If you think about that for a second, you'll realize that you're not necessarily sure where the energy will end up. This big thing $M$ is going to be moving backwards slower, say at velocity $-v'$ and your little spaceship/car $m$ is going to be moving backwards faster, say at velocity $-u$. Since $v' < v$ it's not clear whether $\frac 12 M (v')^2 + \frac 12 m u^2$ is going to be greater or less than $\frac 12 M v^2$, corresponding to either requiring your input of energy or else allowing you to siphon off some energy and "regeneratively brake". So let's derive the condition.

Some formulas

So our car/spaceship has mass $m$ and starts off with speed $0$ and it ends up with velocity $-u$, and the object it interacts with has velocity $-v$ and mass $M$, and ends up with velocity $-v'.$ Conservation of momentum says that $M v' + m u = M v,$ so that $v' = v - \frac mM u.$ The resulting change in kinetic energy is $$\frac 12 M \left(v - \frac mM u\right)^2 + \frac 12 m u^2 - \frac 12 M v^2 = - m v u + \frac 12 m \left(1 + \frac mM\right)u^2.$$If this change in kinetic energy is negative then that means that the missing kinetic energy could be collected, having a magnitude $$E = mu\left(v - \frac12 \left (1 + \frac mM\right) u\right).$$ Taking the limit as $M \gg m$ we see that this condition is actually $u < 2v$ for the possibility of energy regeneration. This threshold $u =2v$ has an intuitive explanation back in the reference frame that moves along with the ground, where it says "you cannot possibly regenerate any more energy if you stop your car regenerating 100% of that energy and then use it to drive yourself in reverse, so you were going at speed $+v$ and now you go at speed $-v.$" But for any velocity $u$ (relative to the road) where $-v < u < v$ it is hypothetically possible to regenerate some energy. The same applies to the spaceship, it could hypothetically grab enough energy to hurl itself in an arbitrary direction at the same speed as it came in.

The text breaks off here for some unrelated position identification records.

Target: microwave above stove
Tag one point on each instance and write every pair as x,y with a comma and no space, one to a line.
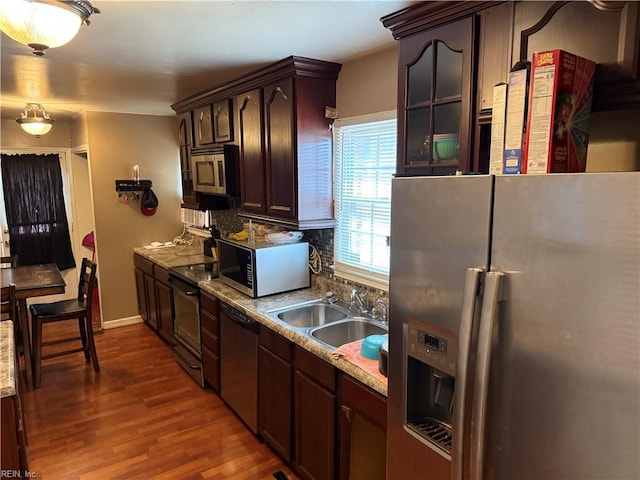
215,170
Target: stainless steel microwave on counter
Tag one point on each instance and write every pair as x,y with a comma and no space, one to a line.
260,268
216,171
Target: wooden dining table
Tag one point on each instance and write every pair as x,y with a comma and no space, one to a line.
31,281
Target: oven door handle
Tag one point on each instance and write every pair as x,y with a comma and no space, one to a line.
183,287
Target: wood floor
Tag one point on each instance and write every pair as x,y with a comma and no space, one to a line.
141,417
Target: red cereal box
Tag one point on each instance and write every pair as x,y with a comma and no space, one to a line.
560,98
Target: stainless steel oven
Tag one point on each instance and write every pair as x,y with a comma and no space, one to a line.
186,317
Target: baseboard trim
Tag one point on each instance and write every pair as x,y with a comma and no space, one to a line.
121,322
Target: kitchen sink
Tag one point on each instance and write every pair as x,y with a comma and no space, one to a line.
311,315
346,331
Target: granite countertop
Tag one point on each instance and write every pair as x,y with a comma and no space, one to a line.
257,308
175,256
7,360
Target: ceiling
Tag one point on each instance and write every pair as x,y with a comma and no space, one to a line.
141,56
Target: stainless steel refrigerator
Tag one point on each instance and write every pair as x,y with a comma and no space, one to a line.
514,327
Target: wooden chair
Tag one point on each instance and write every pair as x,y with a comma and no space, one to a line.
77,309
11,261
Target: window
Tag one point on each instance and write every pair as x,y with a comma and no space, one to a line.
365,161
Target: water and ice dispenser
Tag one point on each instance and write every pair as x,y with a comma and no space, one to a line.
431,354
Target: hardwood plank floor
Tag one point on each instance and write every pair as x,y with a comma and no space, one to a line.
141,417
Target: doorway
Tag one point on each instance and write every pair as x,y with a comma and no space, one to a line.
78,202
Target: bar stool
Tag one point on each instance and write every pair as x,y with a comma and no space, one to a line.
8,262
76,309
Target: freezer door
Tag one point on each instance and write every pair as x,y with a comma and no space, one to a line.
564,389
439,228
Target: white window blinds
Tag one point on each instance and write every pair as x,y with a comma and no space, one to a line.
365,156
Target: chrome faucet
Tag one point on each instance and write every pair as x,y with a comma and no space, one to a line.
381,310
359,302
330,298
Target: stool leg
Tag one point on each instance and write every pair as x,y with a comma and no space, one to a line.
37,351
83,336
92,344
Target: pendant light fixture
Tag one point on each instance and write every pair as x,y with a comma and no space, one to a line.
43,24
34,120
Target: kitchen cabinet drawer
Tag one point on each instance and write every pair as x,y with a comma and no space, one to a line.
209,321
315,429
367,402
322,372
210,341
161,274
211,304
277,344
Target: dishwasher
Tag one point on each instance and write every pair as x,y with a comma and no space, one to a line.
239,364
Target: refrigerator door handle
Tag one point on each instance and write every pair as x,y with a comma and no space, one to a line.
469,296
491,297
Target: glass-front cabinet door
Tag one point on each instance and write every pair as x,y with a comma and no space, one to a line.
434,117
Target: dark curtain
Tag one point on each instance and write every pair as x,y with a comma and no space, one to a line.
34,201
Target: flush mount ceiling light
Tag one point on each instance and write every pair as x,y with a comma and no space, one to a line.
43,24
34,120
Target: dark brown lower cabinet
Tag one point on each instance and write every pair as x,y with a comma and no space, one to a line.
210,334
276,392
164,303
363,432
315,417
145,286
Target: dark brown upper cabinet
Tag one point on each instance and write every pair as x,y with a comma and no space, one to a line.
185,137
284,137
603,31
434,99
286,154
251,151
223,121
280,154
203,126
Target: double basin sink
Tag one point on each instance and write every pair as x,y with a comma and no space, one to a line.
332,324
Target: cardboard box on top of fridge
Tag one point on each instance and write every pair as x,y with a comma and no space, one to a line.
560,97
516,117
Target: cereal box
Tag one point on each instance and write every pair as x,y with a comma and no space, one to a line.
560,98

So: we see from the co-moving reference frame that yes, regenerating energy is possible, but only if you slow down (by some tiny fraction) some massive object which is moving through the space. You can also see this principle applied for example in gravitational slingshots: to complete a gravitational assist, you want to pass behind a planet as it follows its orbit about the Sun; this means that your gravity will pull backwards on that planet, and its corresponding gravitational pull on you is going to give you a lot more kinetic energy. If you tried to get a gravitational assist going in front of the planet (again, in terms of the direction it is going in its orbit), you would find yourself exiting with much less speed than when you went in.

Technically if the space ship could find something to brake against, it could regain some energy. You would need a braking system devised to take advantage of resistance or drag where ever you could find it. Maybe in a planet's atmosphere or gravity in some way, or even a large contraption designed to catch the spaceship and extract energy from the process. You could go on and on. For every action there is an opposite action.